ClickHouse is the most natural choice for web analytics data.
This is distributed open source analytic DBMS with the focus on maximum query execution speed and storage efficiency.
It was initially created for Yandex Metrica - 2nd web analytics in the world processing ~100 billion records per day, 133 PiB of data in 120 trillion records in total.
Now ClickHouse used in countless applications including web analytics:
ClickHouse can be easily installed, starting from single node and scale up to thousands of nodes.
It can be easily embedded into self-hosted products.
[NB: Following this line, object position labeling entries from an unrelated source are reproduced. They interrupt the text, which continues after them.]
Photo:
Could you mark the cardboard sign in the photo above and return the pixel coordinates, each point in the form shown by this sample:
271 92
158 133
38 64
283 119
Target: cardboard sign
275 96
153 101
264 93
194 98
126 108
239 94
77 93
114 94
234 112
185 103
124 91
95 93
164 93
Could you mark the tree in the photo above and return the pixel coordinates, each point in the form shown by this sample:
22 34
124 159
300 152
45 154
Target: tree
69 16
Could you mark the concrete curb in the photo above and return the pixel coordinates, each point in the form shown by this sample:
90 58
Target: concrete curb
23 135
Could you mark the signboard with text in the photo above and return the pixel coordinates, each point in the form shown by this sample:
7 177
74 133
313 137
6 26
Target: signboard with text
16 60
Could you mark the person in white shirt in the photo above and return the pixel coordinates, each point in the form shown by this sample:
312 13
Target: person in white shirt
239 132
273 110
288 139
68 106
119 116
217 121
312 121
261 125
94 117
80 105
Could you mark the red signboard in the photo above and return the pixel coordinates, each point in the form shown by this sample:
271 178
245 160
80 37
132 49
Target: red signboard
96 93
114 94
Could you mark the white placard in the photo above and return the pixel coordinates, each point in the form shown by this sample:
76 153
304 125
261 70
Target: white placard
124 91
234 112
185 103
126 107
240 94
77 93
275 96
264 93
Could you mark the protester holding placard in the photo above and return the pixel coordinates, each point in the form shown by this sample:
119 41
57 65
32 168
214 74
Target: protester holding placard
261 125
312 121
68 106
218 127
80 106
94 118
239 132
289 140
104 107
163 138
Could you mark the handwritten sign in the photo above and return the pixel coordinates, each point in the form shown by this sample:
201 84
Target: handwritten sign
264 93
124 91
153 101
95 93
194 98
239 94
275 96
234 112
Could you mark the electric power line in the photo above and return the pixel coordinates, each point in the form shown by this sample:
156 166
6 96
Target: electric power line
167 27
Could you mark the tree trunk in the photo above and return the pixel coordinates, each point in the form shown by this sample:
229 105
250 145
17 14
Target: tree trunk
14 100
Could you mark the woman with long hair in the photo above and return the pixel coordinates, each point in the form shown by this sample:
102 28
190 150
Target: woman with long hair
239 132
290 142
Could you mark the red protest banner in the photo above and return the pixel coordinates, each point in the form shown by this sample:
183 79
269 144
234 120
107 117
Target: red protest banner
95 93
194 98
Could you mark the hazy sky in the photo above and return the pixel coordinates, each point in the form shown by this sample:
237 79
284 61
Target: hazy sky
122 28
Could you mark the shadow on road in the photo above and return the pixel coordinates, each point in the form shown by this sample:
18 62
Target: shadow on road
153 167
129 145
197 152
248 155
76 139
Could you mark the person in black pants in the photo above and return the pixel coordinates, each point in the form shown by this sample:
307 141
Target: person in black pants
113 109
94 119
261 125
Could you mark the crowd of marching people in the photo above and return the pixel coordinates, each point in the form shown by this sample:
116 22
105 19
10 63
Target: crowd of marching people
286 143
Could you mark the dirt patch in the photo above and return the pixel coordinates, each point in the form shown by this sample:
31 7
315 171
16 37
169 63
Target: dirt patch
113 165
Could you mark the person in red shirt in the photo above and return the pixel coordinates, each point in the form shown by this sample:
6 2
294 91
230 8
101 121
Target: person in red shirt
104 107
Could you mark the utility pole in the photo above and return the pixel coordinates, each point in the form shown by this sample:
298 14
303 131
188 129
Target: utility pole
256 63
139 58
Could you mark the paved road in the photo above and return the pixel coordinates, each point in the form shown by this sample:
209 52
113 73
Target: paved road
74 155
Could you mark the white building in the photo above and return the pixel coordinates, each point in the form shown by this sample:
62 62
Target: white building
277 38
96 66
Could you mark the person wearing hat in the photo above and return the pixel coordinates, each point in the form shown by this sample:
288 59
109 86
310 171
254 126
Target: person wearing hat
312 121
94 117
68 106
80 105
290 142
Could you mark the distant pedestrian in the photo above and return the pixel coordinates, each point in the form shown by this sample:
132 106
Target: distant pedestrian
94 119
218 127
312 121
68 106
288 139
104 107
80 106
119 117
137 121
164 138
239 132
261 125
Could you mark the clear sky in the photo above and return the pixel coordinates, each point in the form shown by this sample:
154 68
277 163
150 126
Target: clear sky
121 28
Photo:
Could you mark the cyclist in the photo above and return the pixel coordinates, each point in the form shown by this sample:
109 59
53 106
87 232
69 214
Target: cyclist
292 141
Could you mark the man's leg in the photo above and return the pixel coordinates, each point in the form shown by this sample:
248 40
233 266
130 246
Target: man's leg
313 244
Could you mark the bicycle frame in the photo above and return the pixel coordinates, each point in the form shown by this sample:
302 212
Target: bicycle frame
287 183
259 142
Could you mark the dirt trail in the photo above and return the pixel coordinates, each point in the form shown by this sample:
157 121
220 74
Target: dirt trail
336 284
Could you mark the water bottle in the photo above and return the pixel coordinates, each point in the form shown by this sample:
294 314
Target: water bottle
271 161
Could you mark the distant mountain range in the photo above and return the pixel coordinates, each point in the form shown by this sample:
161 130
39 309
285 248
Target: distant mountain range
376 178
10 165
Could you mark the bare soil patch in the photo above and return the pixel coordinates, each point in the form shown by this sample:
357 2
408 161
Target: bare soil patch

Examples: Sentry, PMM, etc...
There are two major issues I see:
The only way I can see a clickhouse integration even remotely possible in Matomo at the moment is by adding it as an optional plugin in Matomo that replaces one specific slow part of Matomo.
We looked into it a while ago and it does under circumstances work quite differently. AFAIK there were for example these two points:
It would mostly mean a rewrite of the tracking and archiving (report generation) part for ClickHouse
Clickhouse Insert Performance https://www.percona.com/blog/2020/07/27/clickhouse-and-columnstore-in-the-star-schema-benchmark/
I think you are missing an interesting option, keep using mysql for ALL except the SLOW query...
I am working at the moment on speeding up the following query, that in my use case are the one that takes the majority of time which are like
So the table log_visit can ONLY be updated if visit_last_action_time is not older than SESSION_TIME (default of 30 minutes)
and of course log_action is append only (PLEASE correct me if I am wrong, but I logged the sql in mysql and I have never seen been done in other cases (also looking at the index, really looks like the case))
I just have to replicate those 2... for log_action is just a matter max(id), the other one is more involved, I already connected clickhouse to mysql https://clickhouse.com/docs/en/sql-reference/table-functions/mysql/ and I am already insert into mysql from clickhouse in other project.
Of course this is "pro user" thing only, and only if you are having massive amount of traffic...
I will update once I have a few more number and example ready to be analyzed.
@RoyBellingan be great to keep us updated how you go there and potentially also how you set it all up etc. If you manage to make this work I'd be happy to talk to you or exchange some mails etc.
Just a point to think about:
One of Matomo competitors (piwik pro) argument against Matomo is performance consideration: https://piwikpro.fr/blog/problemes-de-performance-de-matomo-les-causes-et-solutions-possibles/ (sorry it is in French)
They mentioned that using CH instead of MySQL helped them in enhance perf...
@heurteph-ei I can easily agree with them.
To make all of this happen, we’ve implemented an ETL process that every few minutes retrieves a new batch of data from MySQL, processes it asynchronously in smaller chunks and then loads the results to ClickHouse.
Which is the same as we do in other project ...
@RoyBellingan how does this affect deleted raw data? Maybe this doesn't apply to you. Like if someone uses the log data retention feature for privacy regulations or if someone deletes data for a recorded visit because of GDPR deletion request etc?
@tsteur uhm, well this will require a more polished syncronization script.
Ch side does not really change much, maybe do not pass only the primary id (Ch has no concept of that), but also the date when happened (normal clustering key for timeseries).
Piwik I think should be a matter to execute a select id, date where xxx before doing delete where xxx
I will soon try out https://clickhouse.com/docs/en/engines/database-engines/materialized-mysql/
Is still marked as experimental, but I saw several blog post around where looks like is working fine.